Весь этот вечер она была счастлива, так как танцевала сколько душе угодно, а все были очень добры, и она получила три комплимента. Энни уговорила ее спеть, и кто-то заметил, что у нее замечательный голос. Майор Линкольн спросил, кто эта «незнакомая девочка с такими красивыми глазами», а мистер Моффат настоял на том, чтобы станцевать с ней, потому что она «не размазня и есть в ней огонек», как он изящно выразился. Так что все шло чудесно, пока она случайно не подслушала обрывок разговора, который крайне обеспокоил ее. Она сидела в оранжерее, ожидая, когда ее партнер принесет ей мороженое, и вдруг услышала голос по другую сторону стены из цветов, спросивший:
– Сколько ему лет?
– Шестнадцать или семнадцать, полагаю, – отвечал другой голос.

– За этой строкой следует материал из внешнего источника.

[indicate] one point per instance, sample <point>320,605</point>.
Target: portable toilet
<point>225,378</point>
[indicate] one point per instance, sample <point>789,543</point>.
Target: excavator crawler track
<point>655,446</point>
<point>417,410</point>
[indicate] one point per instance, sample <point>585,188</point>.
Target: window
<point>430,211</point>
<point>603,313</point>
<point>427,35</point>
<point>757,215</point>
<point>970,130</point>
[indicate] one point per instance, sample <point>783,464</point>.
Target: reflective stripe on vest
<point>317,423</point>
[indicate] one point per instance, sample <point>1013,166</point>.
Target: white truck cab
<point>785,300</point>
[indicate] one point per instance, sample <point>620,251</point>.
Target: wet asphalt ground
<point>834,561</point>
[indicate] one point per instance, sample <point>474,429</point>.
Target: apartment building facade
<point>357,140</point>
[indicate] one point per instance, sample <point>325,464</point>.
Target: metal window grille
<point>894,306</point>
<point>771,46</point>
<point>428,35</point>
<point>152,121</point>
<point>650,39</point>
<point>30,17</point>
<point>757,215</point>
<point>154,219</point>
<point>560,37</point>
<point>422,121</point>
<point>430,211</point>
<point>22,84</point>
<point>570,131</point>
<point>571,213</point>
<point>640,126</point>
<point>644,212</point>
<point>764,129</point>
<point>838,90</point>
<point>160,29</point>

– Это была бы отличная партия для одной из этих девочек, не правда ли? Салли говорит, что они очень близки теперь, а старик прямо души в них не чает.

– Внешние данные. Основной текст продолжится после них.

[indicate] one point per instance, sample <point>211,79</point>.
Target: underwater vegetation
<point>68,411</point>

– Миссис М. строит планы на будущее и, смею думать, отлично пользуется обстоятельствами, хотя, пожалуй, слишком рано. Сама девочка, очевидно, еще об этом не думает.
– Она соврала, будто записка от ее мамы, и покраснела, когда сказали, что цветы для нее. Бедняжка! Она была бы очень хороша, если бы только одевалась со вкусом. Как ты думаешь, она обидится, если мы предложим ей надеть на бал в четверг какое-нибудь из наших платьев? – спросил еще один голос.
– Она гордая, но, думаю, все же не откажется, потому что это допотопное кисейное – все, что у нее есть. Может быть, она даже порвет его сегодня, и тогда у нас будет хороший предлог предложить ей приличное платье.
– Посмотрим. Я приглашу молодого Лоренса, это будет как знак внимания к ней, а потом мы все над этим посмеемся.
Здесь появился партнер Мег и нашел ее раскрасневшейся и взволнованной. Она действительно была гордой, и гордость в этот момент оказалась как нельзя кстати, так как помогла ей скрыть унижение, гнев и отвращение к тому, что она только что услышала, ибо при всем своем простодушии и доверчивости она не могла не понять смысл сплетен своих подружек. Она старалась забыть об услышанном, но не могла и продолжала мысленно повторять: «Миссис М. строит планы на будущее», «соврала, будто записка от ее мамы», «допотопное кисейное», пока ей не захотелось заплакать и броситься домой, чтобы рассказать о своих горестях и попросить совета. Но так как это было невозможно, она сделала все, что могла, чтобы казаться веселой, и настолько преуспела в этом, что никто даже не догадался, каких усилий это ей стоило. Она была безмерно рада, когда вечер кончился, и, лежа в тишине своей спальни, думала, удивлялась, кипела негодованием, пока у нее не заболела голова, а слезы не остудили горячие щеки. Эти глупые, хоть и сказанные из самых лучших побуждений слова открыли Мег новый мир, возмутив покой того старого мира, в котором она до сих пор жила счастливо, как дитя. Ее невинная дружба с Лори была испорчена этими случайно услышанными вздорными речами; ее вера в мать была несколько поколеблена мыслью о «планах», в которых подозревала ее миссис Моффат, судившая о других по себе; и разумная решимость удовлетвориться простым гардеробом, который подходит дочери небогатого человека, ослабла под воздействием ненужной жалости подруг, считавших поношенное платье одним из величайших бедствий на земле.